Ночное бдение в холодной приемной больницы. Дежурные сестры бегали туда-сюда, не обращая на нас никакого внимания, а мы все ждали, что нам скажут - с Жаном все в порядке, ничего серьезного, он поправится, - потому что мы не могли принять эту смерть; и мы провели в этой ободранной, промозглой, унылой приемной всю ночь, до четырех утра.
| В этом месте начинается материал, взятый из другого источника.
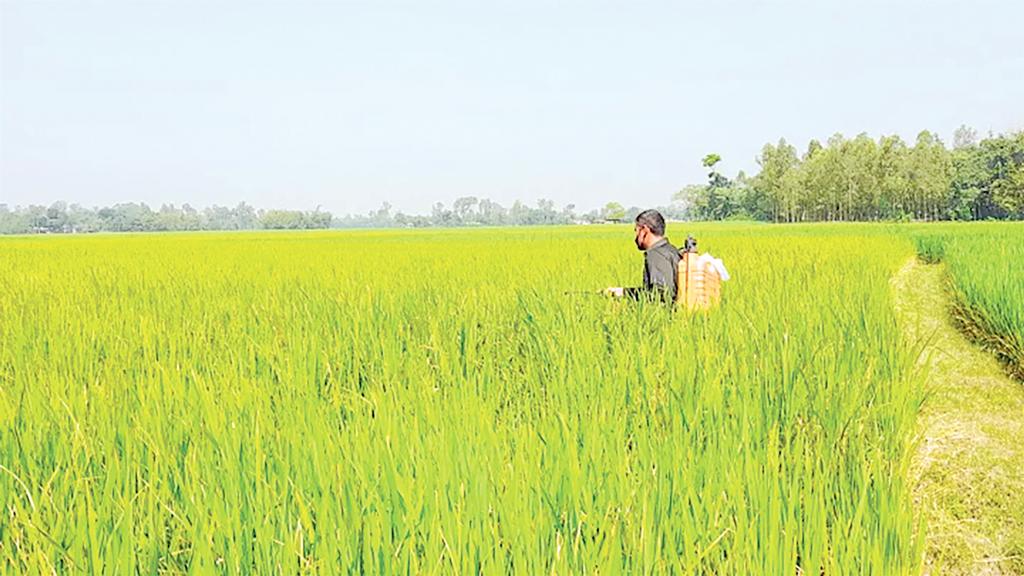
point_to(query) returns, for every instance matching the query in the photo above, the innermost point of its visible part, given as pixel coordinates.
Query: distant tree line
(61, 218)
(467, 211)
(843, 179)
(472, 211)
(867, 179)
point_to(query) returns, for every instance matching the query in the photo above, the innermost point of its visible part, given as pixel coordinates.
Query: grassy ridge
(984, 263)
(431, 402)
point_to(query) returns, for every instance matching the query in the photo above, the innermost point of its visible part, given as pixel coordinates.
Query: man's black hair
(653, 220)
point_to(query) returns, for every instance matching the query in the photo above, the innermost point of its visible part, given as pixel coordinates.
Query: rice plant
(433, 402)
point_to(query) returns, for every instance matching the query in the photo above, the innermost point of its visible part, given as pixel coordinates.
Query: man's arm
(658, 281)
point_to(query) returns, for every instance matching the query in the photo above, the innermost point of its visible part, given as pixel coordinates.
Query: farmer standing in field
(660, 261)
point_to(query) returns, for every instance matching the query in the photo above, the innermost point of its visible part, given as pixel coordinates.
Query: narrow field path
(969, 468)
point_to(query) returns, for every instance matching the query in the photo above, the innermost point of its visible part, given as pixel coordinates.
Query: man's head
(649, 229)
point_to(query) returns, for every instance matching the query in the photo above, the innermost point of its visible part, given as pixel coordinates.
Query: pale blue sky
(346, 105)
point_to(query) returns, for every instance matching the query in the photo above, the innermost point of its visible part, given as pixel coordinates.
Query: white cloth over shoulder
(716, 263)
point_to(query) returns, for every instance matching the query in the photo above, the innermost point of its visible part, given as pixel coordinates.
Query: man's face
(642, 233)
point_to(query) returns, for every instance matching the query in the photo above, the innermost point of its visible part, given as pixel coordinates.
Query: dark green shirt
(660, 264)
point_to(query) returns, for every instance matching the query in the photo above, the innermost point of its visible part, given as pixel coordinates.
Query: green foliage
(864, 179)
(285, 403)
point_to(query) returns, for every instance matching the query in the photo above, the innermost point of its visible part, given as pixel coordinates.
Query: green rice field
(450, 401)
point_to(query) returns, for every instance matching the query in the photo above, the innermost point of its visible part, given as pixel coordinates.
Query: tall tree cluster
(867, 179)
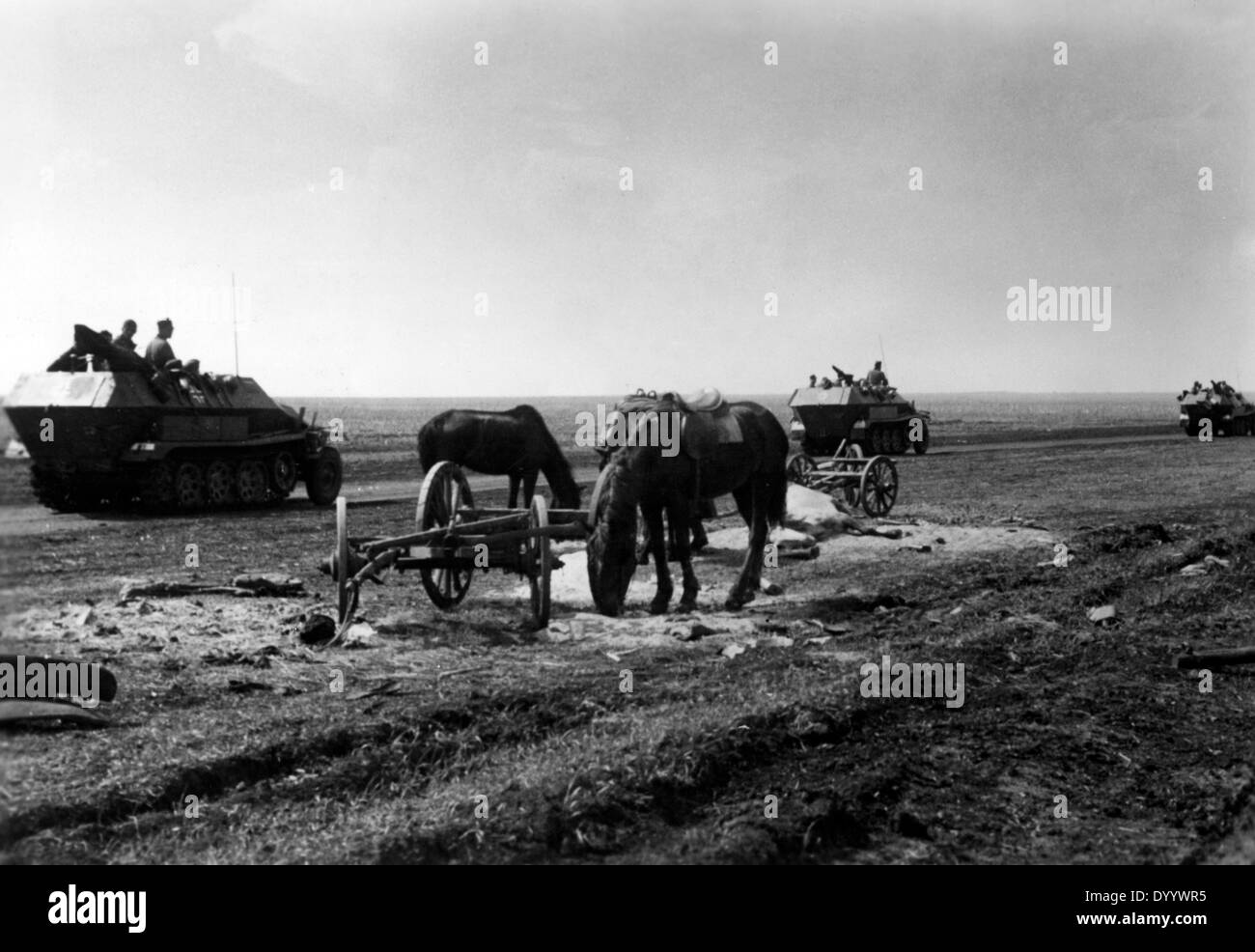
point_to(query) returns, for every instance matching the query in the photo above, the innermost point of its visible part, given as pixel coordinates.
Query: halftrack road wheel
(220, 484)
(251, 483)
(283, 472)
(322, 476)
(444, 491)
(157, 487)
(188, 487)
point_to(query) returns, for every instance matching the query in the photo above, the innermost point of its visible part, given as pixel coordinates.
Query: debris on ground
(359, 635)
(794, 544)
(1203, 568)
(1103, 614)
(1216, 658)
(318, 630)
(14, 713)
(239, 587)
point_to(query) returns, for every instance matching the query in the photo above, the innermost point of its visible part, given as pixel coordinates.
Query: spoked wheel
(444, 491)
(347, 593)
(251, 483)
(878, 487)
(540, 562)
(799, 466)
(218, 484)
(188, 487)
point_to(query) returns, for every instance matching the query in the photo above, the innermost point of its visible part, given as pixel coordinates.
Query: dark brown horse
(513, 442)
(752, 471)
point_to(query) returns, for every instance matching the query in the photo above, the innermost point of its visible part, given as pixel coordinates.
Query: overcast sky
(364, 180)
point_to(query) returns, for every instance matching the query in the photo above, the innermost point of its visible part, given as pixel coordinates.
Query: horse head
(611, 546)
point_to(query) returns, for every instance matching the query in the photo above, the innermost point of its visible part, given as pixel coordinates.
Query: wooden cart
(453, 542)
(871, 483)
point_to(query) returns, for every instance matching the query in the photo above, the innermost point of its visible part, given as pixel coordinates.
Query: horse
(703, 510)
(643, 475)
(513, 442)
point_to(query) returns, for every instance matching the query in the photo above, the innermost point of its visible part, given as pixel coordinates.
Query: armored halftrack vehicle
(1225, 408)
(104, 427)
(875, 417)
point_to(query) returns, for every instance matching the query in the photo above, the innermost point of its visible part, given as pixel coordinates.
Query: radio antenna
(235, 328)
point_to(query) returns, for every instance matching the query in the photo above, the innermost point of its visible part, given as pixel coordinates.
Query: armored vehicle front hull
(1218, 409)
(877, 418)
(163, 439)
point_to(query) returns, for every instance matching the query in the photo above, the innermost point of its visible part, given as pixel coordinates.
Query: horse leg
(653, 514)
(645, 546)
(679, 517)
(745, 588)
(699, 537)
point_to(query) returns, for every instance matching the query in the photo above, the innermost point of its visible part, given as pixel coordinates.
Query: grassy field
(467, 736)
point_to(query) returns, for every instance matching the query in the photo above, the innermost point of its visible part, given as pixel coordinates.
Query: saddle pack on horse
(706, 418)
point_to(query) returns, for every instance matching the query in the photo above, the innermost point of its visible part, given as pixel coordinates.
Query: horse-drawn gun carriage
(731, 447)
(871, 483)
(455, 539)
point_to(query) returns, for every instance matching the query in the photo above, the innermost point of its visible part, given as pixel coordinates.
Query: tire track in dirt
(428, 740)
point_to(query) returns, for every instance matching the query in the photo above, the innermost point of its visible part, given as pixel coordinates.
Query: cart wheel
(347, 593)
(444, 491)
(799, 466)
(540, 562)
(878, 487)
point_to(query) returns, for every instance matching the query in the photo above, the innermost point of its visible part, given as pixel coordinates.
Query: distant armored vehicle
(1228, 411)
(104, 427)
(874, 417)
В конце концов, появилась одна из сестер и сказала нам то, что мы так хотели услышать. Он будет жить. Он будет жить.
И снова такси, где Николь наконец сумела заплакать, и снова дешевый отель, и туман над каналом, - и мы провалились в сон.
Через несколько дней Николь начала готовить отель к продаже. Жан будет жить. Но тихо, спокойно, на юге. Или не будет вовсе. Мы кивали, хотя еще не до конца осознали значение происходящего.
Николь, бедная маленькая мышка Николь занялась бумагами, юристами, нотариусами, судебными исполнителями; все уму непостижимые препятствия, которые французы выдумали, чтобы помешать быстрому переезду, свалились на ее несчастную голову. И все же она справилась, храбро бросившись в море бюрократизма. И вот в полном тумане, между визитами к недовольно ворчащему, прикованному к больничной койке Жану, мы начали подыскивать себе новое пристанище.
Переезд стал для нас настоящим шоком. Волнение за Жана отчасти смягчило этот удар, но только отчасти. Для Милоша комната в отеле была единственным домом с 1944 года, когда он ушел от родителей. Комната с белыми стенами и видом на канал, выбранная нами мебель, то тепло, которое мы вдохнули в нее, обожание Жана и Николь - все это наполнило его любовью, ощущением, что ты нужен кому-то, почти забытыми в изгнании чувствами. И для него переезд казался настоящим ударом судьбы. Он уныло бродил по комнате и, сам того не замечая, то касался мольберта, то проводил рукой по стеклу, то трогал дверцу шкафа.
Это был наш тайный мирок, мало кто из друзей приходил к нам сюда. Клод, Серж, Тедди, Боб - по пальцам можно пересчитать. Комната, отель, дружба с Жаном и Николь являлись нашими частными владениями, отличными от Монпарнаса и Сен-Жермен-де-Пре. Здесь мы жили одни, только мы двое, и больше никого.